Provinsi Lampung menjadi salah satu dari lima provinsi yang menerima penghargaan IGA 2020, bersama dengan Banten, Jawa Tengah, DKI Jakarta, dan Sumatera Selatan. Satu lagi prestasi yang diperoleh Pemerintah Provinsi Lampung, setelah sebelumnya juga mendapat penghargaan serupa terkait inovasi tatanan normal baru dan kinerja penanggulangan Covid-19 di daerah.

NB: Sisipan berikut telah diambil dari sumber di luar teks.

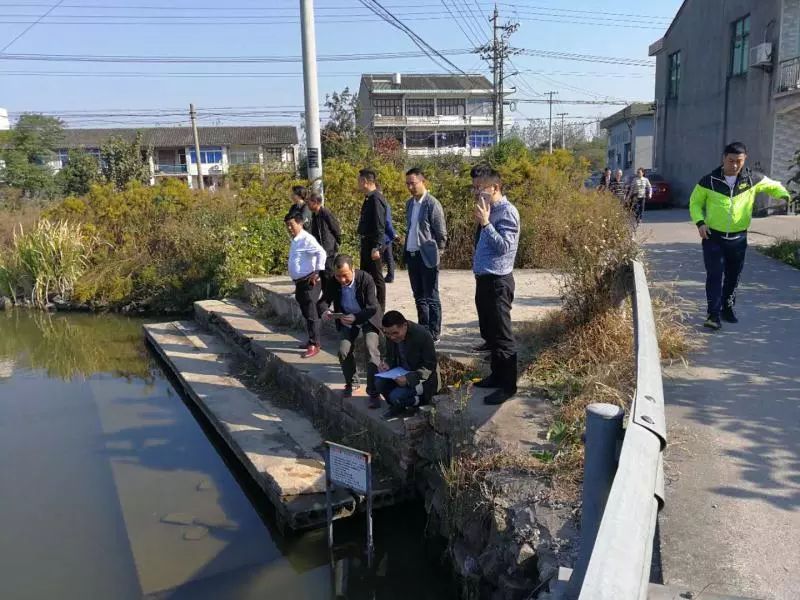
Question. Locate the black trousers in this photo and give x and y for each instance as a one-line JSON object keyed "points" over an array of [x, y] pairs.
{"points": [[307, 296], [494, 295], [375, 269]]}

Penghargaan tersebut tentu menjadi berita baik bagi Pemda. Penghargaan yang menjadi penanda kinerja dan performa pemerintah daerah. Juga, diharapkan menjadi energi baru bagi peningkatan manajemen pemerintahan dan pelayanan publik.
Reaksi masyarakat terhadap prestasi inovasi Pemda itu, kemudian bisa kita telusuri di media sosial. Perspektifnya lebih beragam. Komentarnya juga macam-macam, dari yang positif, “nyinyir,” sampai yang apatis. Benang merahnya: ada kontras antara ukuran penghargaan dan ukuran yang dirasakan warga.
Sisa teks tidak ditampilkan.